President Donald Trump’s threat to wipe out “a whole civilization” in Iran has prompted growing calls from Democrats to remove him through a constitutional mechanism that has never been used to end a presidency: The 25th Amendment.
“A whole civilization will die tonight, never to be brought back again,” Trump posted on Truth Social on Tuesday morning. “I don’t want that to happen, but it probably will.”
He continued, saying with a “different, smarter, and less radicalized” regime in Iran, he hoped Tehran would come to a deal on the Strait of Hormuz. But he left it open that the United States would strike Iran on Tuesday night if a deal was not reached.
“WHO KNOWS?” Trump asked.
The post came just 12 hours before the president’s previously announced deadline for Iran to reopen the Strait of Hormuz or risk the U.S. attacking bridges and power plants. Or, as the president put it in an expletive-laced Easter morning social media post, “Open the Fuckin’ Strait, you crazy bastards, or you’ll be living in Hell.”
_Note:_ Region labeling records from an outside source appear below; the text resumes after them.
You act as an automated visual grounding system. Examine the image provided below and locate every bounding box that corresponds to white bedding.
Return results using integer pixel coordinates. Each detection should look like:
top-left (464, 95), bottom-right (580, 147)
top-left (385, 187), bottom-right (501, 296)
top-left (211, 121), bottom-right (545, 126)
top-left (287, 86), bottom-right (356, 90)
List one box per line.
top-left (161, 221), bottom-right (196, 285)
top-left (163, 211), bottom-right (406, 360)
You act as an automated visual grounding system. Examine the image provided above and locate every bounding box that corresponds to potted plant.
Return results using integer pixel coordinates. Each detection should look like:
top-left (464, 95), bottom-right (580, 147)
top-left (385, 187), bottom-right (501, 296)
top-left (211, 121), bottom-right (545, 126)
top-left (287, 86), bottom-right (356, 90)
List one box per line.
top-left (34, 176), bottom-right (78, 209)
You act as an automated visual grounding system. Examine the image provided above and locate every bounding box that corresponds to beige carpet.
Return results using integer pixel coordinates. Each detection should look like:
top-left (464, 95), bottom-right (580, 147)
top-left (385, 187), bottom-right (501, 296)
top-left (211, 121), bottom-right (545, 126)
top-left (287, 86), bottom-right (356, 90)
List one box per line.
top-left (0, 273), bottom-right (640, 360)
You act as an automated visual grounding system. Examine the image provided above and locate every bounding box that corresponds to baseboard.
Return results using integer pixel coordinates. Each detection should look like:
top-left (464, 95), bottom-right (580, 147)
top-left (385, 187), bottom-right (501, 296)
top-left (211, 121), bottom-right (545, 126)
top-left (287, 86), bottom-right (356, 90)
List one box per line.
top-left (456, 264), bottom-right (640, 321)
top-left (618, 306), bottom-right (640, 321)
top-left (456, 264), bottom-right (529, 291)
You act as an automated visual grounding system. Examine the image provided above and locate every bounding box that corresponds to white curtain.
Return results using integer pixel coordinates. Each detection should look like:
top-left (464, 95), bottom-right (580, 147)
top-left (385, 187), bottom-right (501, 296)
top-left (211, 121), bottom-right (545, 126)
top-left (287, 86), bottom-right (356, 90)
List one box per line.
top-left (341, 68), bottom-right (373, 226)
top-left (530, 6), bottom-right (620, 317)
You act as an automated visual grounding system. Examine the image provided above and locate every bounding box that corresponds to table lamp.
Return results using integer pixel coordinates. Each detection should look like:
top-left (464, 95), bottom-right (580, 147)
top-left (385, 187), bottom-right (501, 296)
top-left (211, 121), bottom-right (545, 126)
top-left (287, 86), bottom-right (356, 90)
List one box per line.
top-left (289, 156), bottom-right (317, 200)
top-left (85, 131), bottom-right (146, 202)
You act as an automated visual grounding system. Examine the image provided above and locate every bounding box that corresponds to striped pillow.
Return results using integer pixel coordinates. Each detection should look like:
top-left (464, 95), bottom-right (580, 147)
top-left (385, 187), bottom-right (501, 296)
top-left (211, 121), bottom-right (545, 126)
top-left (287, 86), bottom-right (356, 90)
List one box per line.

In response to Trump’s threats, Democrats started a new trend on Tuesday that put the onus for Trump’s removal on some of the president’s most obsequious officials, calling on Trump’s Cabinet to invoke the 25th Amendment and declare the president unfit for office. Doing so would, in effect, remove Trump from the White House and replace him with Vice President JD Vance.
In a social media post, Rep. Ilhan Omar, D-Minn., called for “this unhinged lunatic” to “be removed from office.” Rep. Ro Khanna, D-Calif., said, “Threatening war crimes is a blatant violation of our constitution and the Geneva Conventions.” And Rep. Yassamin Ansari, D-Ariz., wrote, “In the last 48 hours alone, the rhetoric has crossed every line.”
“Donald Trump’s instability is more clear and dangerous than ever,” said former Speaker Nancy Pelosi, D-Calif.
As of early Tuesday evening, more than four dozen Democrats had called on Trump’s Cabinet to invoke the 25th Amendment, including Rep. Jamie Raskin, D-Md.; Rep. Robert Garcia, D-Calif.; Rep. Zoe Lofgren, D-Calif.; Rep. Adriano Espaillat, D-N.Y.; Rep. Ritchie Torres, D-N.Y.; and Rep. Teresa Leger Fernández, D-N.M.
Of course, these calls are unlikely to do much of anything.
To actually remove Trump from office, the vice president and a majority of the Cabinet would have to agree that the president “is unable to discharge the powers and duties of his office.” If the president were to dispute that assessment, as he almost certainly would, at least two-thirds of the House and Senate would have to agree that the president is unfit to serve to remove him from office.
The threshold in Congress is actually higher than what is required through a straight impeachment and conviction.
The bar, said Sen. Sheldon Whitehouse, D-R.I., is too high to clear at this moment, as Republicans on Capitol Hill and in Trump’s Cabinet remain in lockstep with the president.
“We’re going to have to buckle down and win this the old-fashioned way,” Whitehouse added in another post.
Some Democrats, such as Rep. Diane DeGette, D-Col., were clear that, if the Cabinet refused to invoke the 25th Amendment, then Congress should begin impeachment proceedings, an unlikely endeavor on its own in the GOP-controlled Congress.
But Democrats have increasingly argued that Trump’s war with Iran, coupled with what they have described as bellicose and progressively unhinged rhetoric, have crossed the line. (Some of the MAGA faithful, such as former Rep. Marjorie Taylor Greene and conservative commentators Alex Jones and Candace Owens, have also called on Trump’s Cabinet to invoke the 25th Amendment.)
Still, almost every Republican in Congress has stood by Trump. In fact, rather than pushing back on the president, some criticized Greene on Tuesday.
“The TRUE madness is calling for the 25th to be used against one of the greatest presidents our nation has ever seen! @POTUS is making the entire planet safer,” Rep. Marlin Stutzman, R-Ind., wrote on X, adding that Greene is “starting to sound like” Rep. Rashida Tlaib, D-Mich., and Tucker Carlson.
Most other Republicans have remained silent on Trump’s threats. House Speaker Mike Johnson, R-La., made two posts Tuesday, one touting the “no tax on tips” from the GOP’s reconciliation bill and one cheering the International Olympic Committee for recognizing that “women’s sports are meant for biological women.”
Johnson, like Senate Majority Leader John Thune, R-S.D., has remained silent on Trump’s escalating rhetoric.
Notably, however, some Republicans have started to offer indirect criticism.
During an appearance on conservative journalist and commentator John Solomon’s podcast on Monday, Sen. Ron Johnson, R-Wis., said he is “hoping and praying” that Trump’s threat against Iran “really is bluster.”